Garden roses - such a joy.
I stood on a ladder this morning at the end of the garden where the roses are high and wild, reached up into the sky with my secateurs and cut a branch full of blooms and buds and brought them into the kitchen where their perfume even masks the smell of burnt toast.
Putting Robin's wallet into his back pocket this morning I notice it is thinner and lighter than usual. Several of his bank cards are missing. He doesn't remember taking them out. Neither do I. I look in places they could be but no sign of them. I'm not even sure which ones he has.
As I have banking chores to do in town we go in together and cancel the cards and close one of the accounts. As he can't sign or use the cards in an ATM any more there doesn't seem much point in re-ordering them. One more loss.
To compensate we spend his birthday token from my big sister on treats in M&S and buy chocolate mousse and custard, fresh strawberries and meringue nests and a tub of humous and baby mozzarella balls. All soft and mash-able. His speech and language therapist would approve.
This afternoon while he is out in the care of two dear friends my lovely P A and I tackle the endless questions on the monstrous PIP forms. The answer to most of them is
NO, he can't prepare a simple meal.
NO he can't put on his shoes.
NO he can't wipe himself clean.
NO he can't read and understand a simple sentence.

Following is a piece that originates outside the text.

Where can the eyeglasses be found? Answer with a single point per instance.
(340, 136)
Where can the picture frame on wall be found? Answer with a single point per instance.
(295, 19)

NO he can't pay the bills.
But NO isn't enough. You have to go into great detail as to why and how and what happens if. Along with gathering medical reports and letters from anyone who knows him or can vouch for his incapacity. Both his incapacities.
Tonight I watch a programme about the secrets of growing old. Apparently our capacity to love increases and strengthens as we age. Much more important than trying to increase our muscle tone - although weight bearing exercise is one of the secrets....and also having someone or something to look after.... a husband, a chicken, a garden.